Date: 03:23:01 10/19/04

Go up one level in this thread


On October 19, 2004 at 05:31:34, Tony Nichols wrote:

>On October 19, 2004 at 05:08:18, Uri Blass wrote:
>
>>On October 19, 2004 at 04:50:16, Tony Nichols wrote:
>>
>>>On October 19, 2004 at 03:52:10, Uri Blass wrote:
>>>
>>>>On October 19, 2004 at 02:56:31, Tony Nichols wrote:
>>>>
>>>>>On October 19, 2004 at 02:31:54, Roger D Davis wrote:
>>>>>
>>>>>>Several years ago, back before RGCC even existed (before Rec.games.chess split),
>>>>>>computers were lucky to beat human masters. Then the masters fell, then the
>>>>>>international masters, and now computers are as good as most GMs, maybe as good
>>>>>>as all but the top GMs, and maybe somewhat better than the top GMs. Who knows.
>>>>>>The point, however, is that progress is indeed being made, and it doesn't show
>>>>>>any sign of abating.
>>>>>>
>>>>>>My questions are these: Will computers ever become so strong that GMs will feel
>>>>>>lucky even to draw?

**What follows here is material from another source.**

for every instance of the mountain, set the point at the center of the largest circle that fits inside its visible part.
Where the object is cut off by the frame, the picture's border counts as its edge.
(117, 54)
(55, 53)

Will the percentage of GM versus computer draws slowly
>>>>>>diminish, even among the top humans, so that computers will someday completely
>>>>>>and totally dominate?
>>>>>>
>>>>>>Remember...chess isn't a solved game. Perhaps white always win. So as computers
>>>>>>improve, they should begin to win more and more often as their strength comes to
>>>>>>approximate perfect play. But even if white doesn't always win, it may
>>>>>>nevertheless be that if the 2nd best move is made in any position, that side is
>>>>>>lost. Maybe perfect play can only draw and anything else loses. And just which
>>>>>>side do you think might make the 2nd best move...the human or some future
>>>>>>Quantum-computing beast?
>>>>>>
>>>>>>Another reason to believe that eventually even the strongest humans will be on
>>>>>>the losing side: Recently, it was posted that as computers have become faster,
>>>>>>programs authors have actually been REMOVING knowledge from their evaluation
>>>>>>function. In other words, deeper searches are better than explicit knowledge,
>>>>>>this presumably because chess has proven to "consist" more of combinatorial
>>>>>>tactics than of positional strategy.
>>>>>>
>>>>>>Accordingly, it would seem that the humans are the ones with the "horizon
>>>>>>effect" (Surprise!!), meaning that the combinatorial tactics that computers
>>>>>>handle quite nicely just doesn't reduce as much to positional rules as we might
>>>>>>like. Sure, humans might learn a few tricks from computers as computers continue
>>>>>>to improve, but once we've lost the lead, we won't ever regain it. What happens
>>>>>>when a computer regularly searchs to double the number of plies we see today.
>>>>>>Can a human GM even draw such a beast?
>>>>>>
>>>>>>Roger
>>>>>
>>>>>
>>>>>
>>>>>
>>>>> Hi Roger, I believe that most GM's can easily make a + score against the
>>>>>computers.
>>>>
>>>>In that case they could prove it in the israeli league when the result was
>>>>importnat for their teams and not only for themselves by beating humans
>>>>convincingly when the teams could choose the person to play against the computer
>>>>but they did not do it even there and score near 50%.
>>>>
>>>>I remember for example that Yona kossashvili lost against Fritz6 and we are
>>>>talking about human who did 6/6 in humans against machines in 1997.
>>>>
>>>>I remember that computers had bigger problems against weaker players and 3 chess
>>>>programs could only draw against arnold hasidovsky that has rating near 2200.
>>>>
>>>>Remember that computers today are clearly better than the level they were in the
>>>>time of the Israeli league so my guess is that most GM's cannot have positive
>>>>score against the machines.
>>>>
>>>>Uri
>>>
>>> Hi, Uri
>>> I'm not familiar with the Israeli league but I will accept your information. I
>>>think Human players understand chess programs better today than they did then. I
>>>would also say that if the engines had trouble with a 2200 player that helps my
>>>argument not yours. I agree that programs have gotten stronger but surley not
>>>500 elo. So if programs draw against master level players how can they be better
>>>than GMs?
>>>
>>>Regards,
>>>
>>>Tony
>>
>>I think that the reason is simple.
>>
>>The 2200 player played for a draw when the GM's wanted to win.
>>When you try to make a draw against computers your task is clearly easier.
>>
>>Uri
>
>
>I agree. However it's not so simple when playing Kramnik!:)
>Tony

Or maybe it is simpler when your name is different than peter leko.
Peter leko did not play for a draw in a correct way.